また、事故から1年以上経過して症状固定した後も、物忘れ、仕事ができない、ミスが多い、行動を計画したり、正確に遂行することができないなど、社会生活・日常生活に著しい支障がありました。
ご依頼者は、保険会社との対応を続けることが負担となり、当事務所にご相談にいらっしゃいました。
当事務所の活動
ご依頼者は、被害者請求により、高次脳機能障害等で後遺障害併合6級を取得しました。
そして、当該等級結果をもとに保険会社と示談交渉を行いました。
保険会社は、後遺障害の逸失利益に関して、基礎収入につき実収入で算出すると主張してきました。しかし、実収入は賃金センサスより低額でした。
そこで、当事務所は、三庁共同提言(東京・大阪・名古屋地裁の「交通事故による逸失利益の算定方式についての共同提言」(判例タイムズ1014号))を根拠に、基礎収入は、全年齢平均の賃金センサスとするよう、主張しました。
三庁共同提言では、比較的若年の被害者(事故時概ね30歳未満)で、生涯を通じて全年齢平均賃金額又は学歴別平均賃金額程度の収入を得られる蓋然性が認められる場合については、基礎収入を全年齢平均賃金額又は学歴別平均賃金額によるとされています。
被害者は、事故当時、被害者と同年齢(同年代)の平均より高い賃金を実際に獲得していたことから、生涯を通じて全年齢平均賃金程度の収入を得られる蓋然性が認められると主張しました。

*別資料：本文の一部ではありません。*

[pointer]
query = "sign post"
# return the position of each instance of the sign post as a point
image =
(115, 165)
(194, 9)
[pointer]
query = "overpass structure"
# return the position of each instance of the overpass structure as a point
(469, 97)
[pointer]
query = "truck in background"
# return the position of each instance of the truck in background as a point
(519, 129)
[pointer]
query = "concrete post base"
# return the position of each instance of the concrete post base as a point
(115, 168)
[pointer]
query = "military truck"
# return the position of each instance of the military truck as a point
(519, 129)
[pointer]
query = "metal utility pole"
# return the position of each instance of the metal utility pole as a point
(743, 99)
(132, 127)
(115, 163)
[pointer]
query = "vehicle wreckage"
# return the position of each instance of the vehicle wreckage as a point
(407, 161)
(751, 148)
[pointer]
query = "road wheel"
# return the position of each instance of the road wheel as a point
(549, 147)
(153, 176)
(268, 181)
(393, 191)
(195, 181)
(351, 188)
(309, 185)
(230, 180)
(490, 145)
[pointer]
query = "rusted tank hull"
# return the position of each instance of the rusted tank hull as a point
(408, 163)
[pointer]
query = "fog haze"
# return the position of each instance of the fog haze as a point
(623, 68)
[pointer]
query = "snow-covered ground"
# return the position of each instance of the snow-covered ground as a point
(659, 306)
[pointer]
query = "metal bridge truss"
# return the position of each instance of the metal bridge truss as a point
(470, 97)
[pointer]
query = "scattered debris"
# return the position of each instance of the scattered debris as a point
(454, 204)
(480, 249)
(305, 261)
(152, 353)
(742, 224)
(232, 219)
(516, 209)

その結果、後遺症逸失利益の基礎収入は、全年齢平均の賃金センサスとすることが認められました。
以上の経緯を経て、平成24年に損害賠償金約2200万円を獲得して解決することができました。
当事務所が受任した結果
後遺障害等級併合6級を取得。
後遺症逸失利益の基礎収入は、全年齢平均の賃金センサス。
後遺症逸失利益の喪失期間に関して、67歳まで。
当事務所による解決のポイント
後遺症の逸失利益の基礎収入については、原則として事故前の現実収入を基礎としますが、将来、現実収入額以上の収入を得られる立証があれば、その金額が基礎収入となると考えられています。また、現実収入額が賃金センサスの平均賃金を下回っていても、将来、平均賃金程度の収入が得られる蓋然性があれば、平均賃金を基礎収入として算定すればよいと考えられています。

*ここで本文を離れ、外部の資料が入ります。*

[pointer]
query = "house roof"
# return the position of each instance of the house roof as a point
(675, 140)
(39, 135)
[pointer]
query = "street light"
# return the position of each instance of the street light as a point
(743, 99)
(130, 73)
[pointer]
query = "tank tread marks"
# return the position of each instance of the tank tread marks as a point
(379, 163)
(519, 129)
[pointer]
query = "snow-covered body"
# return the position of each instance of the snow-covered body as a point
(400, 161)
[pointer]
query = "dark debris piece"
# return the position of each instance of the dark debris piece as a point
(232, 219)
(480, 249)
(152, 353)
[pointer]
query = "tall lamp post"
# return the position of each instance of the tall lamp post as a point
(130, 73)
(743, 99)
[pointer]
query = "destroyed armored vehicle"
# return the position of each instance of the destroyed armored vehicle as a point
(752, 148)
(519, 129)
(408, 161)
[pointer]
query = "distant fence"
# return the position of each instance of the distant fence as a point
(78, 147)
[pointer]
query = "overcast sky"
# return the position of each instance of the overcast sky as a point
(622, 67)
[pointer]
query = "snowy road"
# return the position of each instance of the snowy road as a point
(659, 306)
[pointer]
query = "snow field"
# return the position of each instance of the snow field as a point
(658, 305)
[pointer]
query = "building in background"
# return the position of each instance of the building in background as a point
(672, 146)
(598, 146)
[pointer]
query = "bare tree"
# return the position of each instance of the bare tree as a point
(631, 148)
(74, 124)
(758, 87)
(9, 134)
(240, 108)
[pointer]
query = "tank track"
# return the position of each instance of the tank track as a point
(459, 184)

当事務所は、三庁共同提言(判例タイムズ1014号))をベースに、事故当時、被害者が同年齢(同年代)の平均より高い賃金を実際に獲得していたことなど、被害者が生涯を通じて全年齢平均賃金程度の収入を得られる蓋然性が認められることを複数の証拠で提出し、丁寧に立証を重ねたことが、迅速な解決につながったと考えております。
症状固定時から約10ヶ月での解決となりました。